Creative Practice as Research: Discourse on Methodology

Establish a Research Problem/Question


Establishing the research problem, which could be termed the overall rhetorical problem of the entire project, engages the processes of planning (idea generation and goal-setting). While this initial step appears quite straightforward — identify the area of interest, identify key gaps in knowledge, and formulate a research question designed to fill those gaps — in practice-based research this stage can be nebulous. It can be difficult to identify gaps when the researcher is engaged in an entirely new area or creative endeavor, as a basic level of knowledge and experience is required to, in essence, know what it is we do not yet know. Practice-based research is often a process of exploration and discovery, with many key insights arriving via serendipity, rather than as part of experiment design. Thus, the initial research question is often vague and typically open-ended, to permit flexibility in the practice and space for such serendipitous discoveries to occur.
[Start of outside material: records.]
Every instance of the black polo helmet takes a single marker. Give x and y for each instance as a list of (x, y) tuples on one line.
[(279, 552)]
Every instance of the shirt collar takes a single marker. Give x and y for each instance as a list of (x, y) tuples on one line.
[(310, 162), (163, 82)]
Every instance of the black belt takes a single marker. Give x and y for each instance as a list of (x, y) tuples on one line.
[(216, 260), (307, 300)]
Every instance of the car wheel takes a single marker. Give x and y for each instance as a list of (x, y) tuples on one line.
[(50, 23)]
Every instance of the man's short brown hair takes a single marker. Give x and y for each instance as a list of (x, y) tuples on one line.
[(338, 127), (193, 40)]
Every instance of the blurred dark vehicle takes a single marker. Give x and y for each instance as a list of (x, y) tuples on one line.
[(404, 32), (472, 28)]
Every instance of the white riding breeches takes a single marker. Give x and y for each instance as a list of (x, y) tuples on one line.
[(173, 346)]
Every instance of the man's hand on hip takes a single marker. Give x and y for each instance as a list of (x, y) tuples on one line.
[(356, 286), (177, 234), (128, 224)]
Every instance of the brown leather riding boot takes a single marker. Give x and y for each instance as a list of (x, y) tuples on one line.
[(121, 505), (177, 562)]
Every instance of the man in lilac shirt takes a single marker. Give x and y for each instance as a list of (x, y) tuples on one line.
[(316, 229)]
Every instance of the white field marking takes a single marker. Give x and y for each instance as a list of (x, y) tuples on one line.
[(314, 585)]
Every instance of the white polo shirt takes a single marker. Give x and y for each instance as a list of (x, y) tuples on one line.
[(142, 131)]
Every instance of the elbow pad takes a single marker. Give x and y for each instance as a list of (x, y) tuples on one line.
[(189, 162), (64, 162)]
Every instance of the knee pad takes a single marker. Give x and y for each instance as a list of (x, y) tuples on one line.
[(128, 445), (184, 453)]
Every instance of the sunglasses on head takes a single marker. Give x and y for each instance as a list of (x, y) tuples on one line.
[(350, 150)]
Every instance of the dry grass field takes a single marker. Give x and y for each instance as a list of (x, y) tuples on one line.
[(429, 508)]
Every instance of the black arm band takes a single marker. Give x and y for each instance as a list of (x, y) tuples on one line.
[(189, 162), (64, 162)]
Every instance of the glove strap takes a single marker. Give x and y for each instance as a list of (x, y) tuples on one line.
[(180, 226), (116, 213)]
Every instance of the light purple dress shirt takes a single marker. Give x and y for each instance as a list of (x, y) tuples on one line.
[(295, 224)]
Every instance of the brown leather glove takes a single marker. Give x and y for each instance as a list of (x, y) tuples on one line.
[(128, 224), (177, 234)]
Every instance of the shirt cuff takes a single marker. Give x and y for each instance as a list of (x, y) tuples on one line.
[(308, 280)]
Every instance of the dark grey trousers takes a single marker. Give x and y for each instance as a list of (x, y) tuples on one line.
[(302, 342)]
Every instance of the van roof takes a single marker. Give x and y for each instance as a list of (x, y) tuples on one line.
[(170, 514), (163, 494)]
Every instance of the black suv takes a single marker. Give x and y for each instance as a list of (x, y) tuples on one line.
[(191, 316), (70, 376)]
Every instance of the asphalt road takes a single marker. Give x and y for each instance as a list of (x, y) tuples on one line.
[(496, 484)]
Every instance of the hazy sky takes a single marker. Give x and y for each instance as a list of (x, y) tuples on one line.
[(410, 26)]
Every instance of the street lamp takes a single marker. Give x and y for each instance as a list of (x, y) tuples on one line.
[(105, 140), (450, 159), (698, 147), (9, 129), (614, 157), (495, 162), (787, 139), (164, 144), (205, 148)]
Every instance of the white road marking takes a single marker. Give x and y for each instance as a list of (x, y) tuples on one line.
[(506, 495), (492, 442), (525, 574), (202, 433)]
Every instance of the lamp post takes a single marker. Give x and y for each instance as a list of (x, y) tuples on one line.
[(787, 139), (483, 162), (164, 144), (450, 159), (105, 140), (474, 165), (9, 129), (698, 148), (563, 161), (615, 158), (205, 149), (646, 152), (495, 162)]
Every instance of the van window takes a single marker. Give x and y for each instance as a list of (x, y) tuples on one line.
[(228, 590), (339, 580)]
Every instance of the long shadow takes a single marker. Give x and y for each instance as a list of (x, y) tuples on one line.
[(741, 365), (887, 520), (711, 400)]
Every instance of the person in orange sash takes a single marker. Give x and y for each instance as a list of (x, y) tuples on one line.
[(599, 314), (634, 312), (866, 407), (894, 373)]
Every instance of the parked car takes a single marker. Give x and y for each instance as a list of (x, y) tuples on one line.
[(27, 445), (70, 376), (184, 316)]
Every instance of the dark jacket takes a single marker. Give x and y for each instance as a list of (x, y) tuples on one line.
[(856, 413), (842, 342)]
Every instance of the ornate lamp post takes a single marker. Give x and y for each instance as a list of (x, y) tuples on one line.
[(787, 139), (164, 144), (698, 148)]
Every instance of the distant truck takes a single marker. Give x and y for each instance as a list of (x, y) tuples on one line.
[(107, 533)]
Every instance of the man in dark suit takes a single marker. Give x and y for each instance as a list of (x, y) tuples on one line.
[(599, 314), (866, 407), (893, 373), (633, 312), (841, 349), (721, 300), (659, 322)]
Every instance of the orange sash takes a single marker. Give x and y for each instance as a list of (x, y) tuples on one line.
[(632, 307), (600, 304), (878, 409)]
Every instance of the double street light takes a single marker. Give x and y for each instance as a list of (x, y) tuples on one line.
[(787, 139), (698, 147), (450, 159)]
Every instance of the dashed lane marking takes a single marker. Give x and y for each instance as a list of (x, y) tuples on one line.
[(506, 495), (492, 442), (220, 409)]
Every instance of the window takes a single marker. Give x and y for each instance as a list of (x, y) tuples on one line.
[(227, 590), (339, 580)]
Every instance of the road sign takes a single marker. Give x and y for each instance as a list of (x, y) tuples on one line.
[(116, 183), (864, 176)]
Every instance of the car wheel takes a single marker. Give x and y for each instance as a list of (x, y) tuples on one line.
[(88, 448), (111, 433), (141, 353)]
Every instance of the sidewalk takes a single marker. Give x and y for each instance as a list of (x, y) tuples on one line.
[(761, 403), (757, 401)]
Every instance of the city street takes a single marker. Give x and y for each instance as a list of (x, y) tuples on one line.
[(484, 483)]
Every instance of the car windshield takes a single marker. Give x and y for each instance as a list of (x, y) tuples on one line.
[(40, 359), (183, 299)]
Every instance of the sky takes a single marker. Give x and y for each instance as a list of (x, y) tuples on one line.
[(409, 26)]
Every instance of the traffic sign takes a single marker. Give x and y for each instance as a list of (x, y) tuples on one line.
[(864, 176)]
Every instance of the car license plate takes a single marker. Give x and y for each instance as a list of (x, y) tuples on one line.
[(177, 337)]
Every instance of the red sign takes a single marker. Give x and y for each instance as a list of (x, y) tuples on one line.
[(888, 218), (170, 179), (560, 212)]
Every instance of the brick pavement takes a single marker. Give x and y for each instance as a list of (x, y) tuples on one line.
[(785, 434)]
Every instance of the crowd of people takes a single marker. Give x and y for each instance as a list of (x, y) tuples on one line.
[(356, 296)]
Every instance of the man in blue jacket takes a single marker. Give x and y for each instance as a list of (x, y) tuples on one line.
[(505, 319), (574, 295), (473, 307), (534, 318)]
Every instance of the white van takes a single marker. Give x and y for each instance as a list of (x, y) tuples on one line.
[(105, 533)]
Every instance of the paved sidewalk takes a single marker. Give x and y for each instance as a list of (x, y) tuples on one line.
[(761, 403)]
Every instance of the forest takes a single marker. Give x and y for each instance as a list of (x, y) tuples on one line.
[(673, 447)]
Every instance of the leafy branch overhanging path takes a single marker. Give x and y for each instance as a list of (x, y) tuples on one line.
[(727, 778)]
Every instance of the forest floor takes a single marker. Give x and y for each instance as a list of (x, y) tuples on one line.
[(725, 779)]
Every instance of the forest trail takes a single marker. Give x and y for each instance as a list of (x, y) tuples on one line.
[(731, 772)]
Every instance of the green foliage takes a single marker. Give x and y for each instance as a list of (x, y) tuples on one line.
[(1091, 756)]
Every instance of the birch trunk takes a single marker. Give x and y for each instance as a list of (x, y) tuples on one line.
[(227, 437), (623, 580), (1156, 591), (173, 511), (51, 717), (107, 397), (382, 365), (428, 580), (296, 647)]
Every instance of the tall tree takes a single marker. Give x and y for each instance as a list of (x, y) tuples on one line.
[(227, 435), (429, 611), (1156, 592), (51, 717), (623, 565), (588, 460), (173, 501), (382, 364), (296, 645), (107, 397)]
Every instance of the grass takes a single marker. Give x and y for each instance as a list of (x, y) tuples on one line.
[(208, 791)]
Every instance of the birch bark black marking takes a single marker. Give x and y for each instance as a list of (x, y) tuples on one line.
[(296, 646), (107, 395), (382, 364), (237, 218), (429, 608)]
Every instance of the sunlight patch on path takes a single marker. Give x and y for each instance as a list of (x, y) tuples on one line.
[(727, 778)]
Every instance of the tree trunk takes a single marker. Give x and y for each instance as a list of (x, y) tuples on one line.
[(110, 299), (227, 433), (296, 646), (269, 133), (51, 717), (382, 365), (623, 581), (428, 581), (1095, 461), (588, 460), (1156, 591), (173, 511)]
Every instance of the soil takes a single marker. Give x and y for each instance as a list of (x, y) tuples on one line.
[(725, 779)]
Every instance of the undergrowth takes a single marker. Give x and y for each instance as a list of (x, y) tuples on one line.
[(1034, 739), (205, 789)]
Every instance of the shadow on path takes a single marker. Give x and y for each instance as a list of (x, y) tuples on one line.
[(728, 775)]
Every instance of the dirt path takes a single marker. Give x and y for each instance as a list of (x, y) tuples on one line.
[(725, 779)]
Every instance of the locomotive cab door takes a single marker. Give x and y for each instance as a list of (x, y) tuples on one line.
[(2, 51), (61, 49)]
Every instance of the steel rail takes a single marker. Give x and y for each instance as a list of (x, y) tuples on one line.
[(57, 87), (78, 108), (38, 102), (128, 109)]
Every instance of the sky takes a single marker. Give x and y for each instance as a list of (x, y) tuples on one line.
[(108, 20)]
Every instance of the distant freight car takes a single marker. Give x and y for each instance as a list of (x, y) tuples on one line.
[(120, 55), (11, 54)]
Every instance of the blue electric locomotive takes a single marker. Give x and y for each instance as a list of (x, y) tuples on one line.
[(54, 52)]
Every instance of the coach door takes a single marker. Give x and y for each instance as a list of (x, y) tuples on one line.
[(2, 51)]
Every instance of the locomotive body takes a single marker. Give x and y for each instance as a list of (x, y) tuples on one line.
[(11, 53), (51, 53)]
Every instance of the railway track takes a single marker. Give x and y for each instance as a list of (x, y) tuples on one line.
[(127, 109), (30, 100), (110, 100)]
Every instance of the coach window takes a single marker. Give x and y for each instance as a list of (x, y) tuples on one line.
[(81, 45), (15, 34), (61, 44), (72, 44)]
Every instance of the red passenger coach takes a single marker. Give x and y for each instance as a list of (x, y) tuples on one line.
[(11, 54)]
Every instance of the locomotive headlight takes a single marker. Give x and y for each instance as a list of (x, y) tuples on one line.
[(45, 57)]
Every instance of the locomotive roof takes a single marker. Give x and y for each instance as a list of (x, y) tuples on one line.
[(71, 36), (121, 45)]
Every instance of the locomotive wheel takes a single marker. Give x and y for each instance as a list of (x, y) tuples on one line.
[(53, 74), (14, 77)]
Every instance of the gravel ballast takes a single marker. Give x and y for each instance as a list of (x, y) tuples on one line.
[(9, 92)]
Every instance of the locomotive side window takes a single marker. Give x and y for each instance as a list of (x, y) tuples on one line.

In my project, the research question was: How does shifting from an established prose writing practice to a new digital composition practice affect the writer’s process and the resulting narratives? This question established a rhetorical situation and implied specific goals: the need for creative texts that permitted exploration and analysis that would answer the question. Thus, the creative text was designed to be coherent as a print novella, yet modular in the digital version, which enabled each digital chapter to experiment with a different digital platform. In order to facilitate an informed approach to the creative practice, however, a fundamental grounding in the domain was required: background research.